Nonprofits, NGOs, and voluntary associations are inextricably linked to the economic, political, and socially polarized world in which we inhabit. As scholars and practitioners, we focus on the good that our sector brings to the world through NGO relief organizations aiding the displaced, philanthropists donating to help the poor and disadvantaged, activists peacefully organizing to bring change, faith-based institutions providing sanctuary and community. But there is also a dark side: hate groups organized as nonprofits advancing xenophobic, racist, and sexist agendas; dark money in politics undermining democratic processes and policies for the common good; and voluntary actions with the intention to cause harm.

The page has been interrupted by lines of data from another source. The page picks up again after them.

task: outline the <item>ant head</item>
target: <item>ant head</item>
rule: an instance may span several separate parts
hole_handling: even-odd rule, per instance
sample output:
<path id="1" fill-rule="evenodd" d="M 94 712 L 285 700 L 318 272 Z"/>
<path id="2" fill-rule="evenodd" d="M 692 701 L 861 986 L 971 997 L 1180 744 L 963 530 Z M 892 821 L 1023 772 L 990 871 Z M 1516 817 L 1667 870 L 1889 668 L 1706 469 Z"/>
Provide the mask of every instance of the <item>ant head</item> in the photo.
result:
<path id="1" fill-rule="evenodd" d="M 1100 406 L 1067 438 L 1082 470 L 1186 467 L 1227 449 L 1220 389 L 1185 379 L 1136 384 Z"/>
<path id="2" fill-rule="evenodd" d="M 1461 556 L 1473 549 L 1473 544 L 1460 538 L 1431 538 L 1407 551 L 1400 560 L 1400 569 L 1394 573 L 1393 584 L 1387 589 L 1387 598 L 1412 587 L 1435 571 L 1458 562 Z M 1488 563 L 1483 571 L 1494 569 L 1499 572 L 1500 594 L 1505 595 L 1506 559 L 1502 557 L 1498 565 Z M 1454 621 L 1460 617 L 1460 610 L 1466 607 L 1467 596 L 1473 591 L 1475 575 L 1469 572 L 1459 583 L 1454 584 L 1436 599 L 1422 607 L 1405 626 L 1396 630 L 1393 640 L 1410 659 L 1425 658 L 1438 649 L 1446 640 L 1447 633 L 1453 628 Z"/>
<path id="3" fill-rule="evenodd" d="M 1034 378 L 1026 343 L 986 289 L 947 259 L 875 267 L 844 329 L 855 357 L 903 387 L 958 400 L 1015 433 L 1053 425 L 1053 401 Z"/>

As scholars and practitioners, we call on the community to grapple with dualisms and the role of the sector to identify and ameliorate dichotomies, to champion successful bridging and bonding strategies, to courageously speak truth to power, and continue to advance missions and values for the common good. We especially encourage submissions that address polarization, explore dualisms and dichotomies from multidisciplinary lenses: What can we learn from the humanities about understanding dualism? From historians about philanthropy's role during historical patterns of polarization? From political scientists about the 501(c)4 and 527 nonprofits contributing to polarization? From linguists about the framing and use of language that creates and exacerbates dichotomies? From economists about inequality and the role of the nonprofit sector in mitigating impacts? From public administration scholars about sector relationships that facilitate dichotomy and dualism? From sociologists about how class, race, ethnicity, and gender divide and unite? We invite practitioners to explore how sector leadership combats polarization. There are big questions to ponder such as how do foundations combat or contribute to economic, political, and social divides? What role does wealth as expressed through individual philanthropy contribute to or mitigate polarization? What role do or should lesser studied nonprofits, such as unions, have in a polarized world? What role can and do cooperatives and other forms of social enterprise have in creating solutions?
The 2019 ARNOVA conference will be in San Diego, CA, a city at the heart of the emerging Cali-Baja Binational Mega Region, which encompasses the area known as California – Baja Mexico. With a combined population of more than 6.5 million, CaliBaja boasts the largest concentration of persons living along the U.S.-Mexico border, near perfect weather, natural beauty, a world-famous zoo, and is home to more than 90 colleges and universities and over 80 research institutes. Despite these desirable characteristics, San Diego’s nonprofit and philanthropic sector finds itself at the intersection of many of the most polarizing issues facing contemporary civil society. The region is at the frontlines of the immigration debate—grappling with the dualism of sustaining a binational community and militarily enforcing border protection. San Diego is a hotbed of innovation; yet, the city grapples with extremes in wealth, a growing homeless population, and a shortage of affordable housing. San Diego’s prized natural beauty is threatened by environmental regulatory changes, population growth pressures, and climate change. In the face of these challenges, the region is leveraging its many existing resources to innovate and model sustainable solutions. Thus, San Diego provides a timely and germane setting for a meeting of nonprofit and philanthropy scholars to discuss how nonprofits speak truth to power and use their power to speak truth.